Misato Mochizuki wrote some really interesting music. They usually create atmospheres that sort of remind me of a horror story in Japanese mythology or something.










Ustvolskaya, Shostakovich's love interest and "lady with the hammer". She got that nickname from the aggressively percussive nature of her music. It takes quite a bit of getting used to. But it's beautiful in a weird way when you do. The soft spots often sound serene and menacing at the same time, and then the loud parts unleash the manic beast, the "hammer" part of her nickname.










Gubaidulina has already been mentioned, but I want to point out my favorite piece by her, "The Seven Last Words" for Cello, Bayan and String Orchestra. Make sure you make some time for this one. It's an incredible journey told through music of the suffering of Jesus on the cross. It's not melodic, but there are many thematic gestures that weave in and out together throughout the piece. It builds to an exhaustively painful sounding climax and then the ending is just incredibly haunting.


----------



## Sid James (Feb 7, 2009)

Before I mention some works by female composers I know, I think this book is an invaluable resource for those who want to delve into this area.

Dr. Anne K. Gray (2007). _The World of Women in Classical Music._ San Diego, CA: Seven Locks Press.

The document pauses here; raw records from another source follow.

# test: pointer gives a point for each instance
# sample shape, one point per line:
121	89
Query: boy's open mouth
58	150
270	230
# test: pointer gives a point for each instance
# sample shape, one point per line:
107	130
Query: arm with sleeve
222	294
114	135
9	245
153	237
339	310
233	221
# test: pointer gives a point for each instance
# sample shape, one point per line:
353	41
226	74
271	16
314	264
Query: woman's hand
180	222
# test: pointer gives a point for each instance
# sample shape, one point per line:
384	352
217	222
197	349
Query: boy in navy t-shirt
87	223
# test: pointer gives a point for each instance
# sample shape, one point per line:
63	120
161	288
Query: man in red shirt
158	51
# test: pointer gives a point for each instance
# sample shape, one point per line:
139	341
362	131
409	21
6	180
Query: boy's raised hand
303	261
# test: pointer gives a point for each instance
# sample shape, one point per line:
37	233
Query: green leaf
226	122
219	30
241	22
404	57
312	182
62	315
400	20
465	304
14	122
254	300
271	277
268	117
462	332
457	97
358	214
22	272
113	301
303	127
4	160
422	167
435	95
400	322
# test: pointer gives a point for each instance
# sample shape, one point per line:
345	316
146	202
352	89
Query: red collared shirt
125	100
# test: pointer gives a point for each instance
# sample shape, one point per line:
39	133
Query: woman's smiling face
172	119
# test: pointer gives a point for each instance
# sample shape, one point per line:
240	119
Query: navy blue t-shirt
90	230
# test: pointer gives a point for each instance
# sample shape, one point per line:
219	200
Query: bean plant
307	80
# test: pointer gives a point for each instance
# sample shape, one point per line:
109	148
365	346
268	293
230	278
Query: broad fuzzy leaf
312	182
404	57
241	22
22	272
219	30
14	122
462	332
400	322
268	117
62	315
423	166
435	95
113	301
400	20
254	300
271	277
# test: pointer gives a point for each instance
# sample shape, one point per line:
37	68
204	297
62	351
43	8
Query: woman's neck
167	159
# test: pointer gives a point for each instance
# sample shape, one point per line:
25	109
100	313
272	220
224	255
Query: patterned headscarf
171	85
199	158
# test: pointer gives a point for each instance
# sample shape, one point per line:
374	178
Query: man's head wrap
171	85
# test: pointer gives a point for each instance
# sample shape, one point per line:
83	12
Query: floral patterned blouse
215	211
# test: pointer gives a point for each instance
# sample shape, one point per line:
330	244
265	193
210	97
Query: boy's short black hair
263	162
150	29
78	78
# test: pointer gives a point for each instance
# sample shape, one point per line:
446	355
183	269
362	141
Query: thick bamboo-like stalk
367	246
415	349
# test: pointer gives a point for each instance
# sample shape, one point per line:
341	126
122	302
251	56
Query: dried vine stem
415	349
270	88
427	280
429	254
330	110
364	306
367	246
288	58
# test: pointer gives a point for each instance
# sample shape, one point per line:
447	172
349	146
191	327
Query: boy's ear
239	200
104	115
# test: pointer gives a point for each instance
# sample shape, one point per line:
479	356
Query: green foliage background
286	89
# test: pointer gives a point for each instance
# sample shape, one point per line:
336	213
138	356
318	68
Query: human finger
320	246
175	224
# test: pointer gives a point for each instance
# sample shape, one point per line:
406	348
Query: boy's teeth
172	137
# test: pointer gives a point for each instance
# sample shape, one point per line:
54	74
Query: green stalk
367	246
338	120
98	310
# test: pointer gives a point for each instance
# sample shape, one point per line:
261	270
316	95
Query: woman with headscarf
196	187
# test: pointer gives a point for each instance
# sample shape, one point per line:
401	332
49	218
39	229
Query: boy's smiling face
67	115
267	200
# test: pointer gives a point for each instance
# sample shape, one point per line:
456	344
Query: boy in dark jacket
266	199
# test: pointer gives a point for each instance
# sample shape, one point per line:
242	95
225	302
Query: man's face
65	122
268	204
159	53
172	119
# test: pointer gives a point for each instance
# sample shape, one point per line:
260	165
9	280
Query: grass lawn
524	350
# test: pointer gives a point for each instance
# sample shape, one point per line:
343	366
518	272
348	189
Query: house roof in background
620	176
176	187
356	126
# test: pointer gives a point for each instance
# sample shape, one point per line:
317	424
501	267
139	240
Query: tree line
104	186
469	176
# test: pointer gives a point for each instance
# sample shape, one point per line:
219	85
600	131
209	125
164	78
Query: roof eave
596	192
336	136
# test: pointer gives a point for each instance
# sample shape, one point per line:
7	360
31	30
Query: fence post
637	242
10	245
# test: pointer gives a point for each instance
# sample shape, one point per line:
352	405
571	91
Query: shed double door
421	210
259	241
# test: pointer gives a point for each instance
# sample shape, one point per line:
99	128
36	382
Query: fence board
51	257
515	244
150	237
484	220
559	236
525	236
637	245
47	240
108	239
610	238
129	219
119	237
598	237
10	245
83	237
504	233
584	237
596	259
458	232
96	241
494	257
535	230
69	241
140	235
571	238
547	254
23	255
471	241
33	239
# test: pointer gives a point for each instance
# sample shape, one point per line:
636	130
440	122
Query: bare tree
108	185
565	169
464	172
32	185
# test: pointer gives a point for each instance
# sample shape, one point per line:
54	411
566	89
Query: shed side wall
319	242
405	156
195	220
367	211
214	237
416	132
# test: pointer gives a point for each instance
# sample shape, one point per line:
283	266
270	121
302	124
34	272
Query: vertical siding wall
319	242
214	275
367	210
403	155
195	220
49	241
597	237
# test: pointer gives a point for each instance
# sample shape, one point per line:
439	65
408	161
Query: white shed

I have got this book, which covers not only women composers, but in other areas of classical (eg. Musicians of many kinds, orchestra managers, musicologists). It also has a broad overview of women's place in the music scene throughout history which is my area of interest. I don't know most of the women composers in it, there are many biographies in it (its over 1000 pages). But its worth consulting for a person who wants to persue this topic in some detail. I got it to get to know them but so far its not happened as deeply as I wished, this is a vast area, esp. after 1945 when many women composers enter the scene. Maybe there are two histories of classical music - one for the guys and one for the gals? But its been enlightening, in terms of the bits I've read.

I'd imagine this book would be in libraries if you look for them. Some details at googlebooks here.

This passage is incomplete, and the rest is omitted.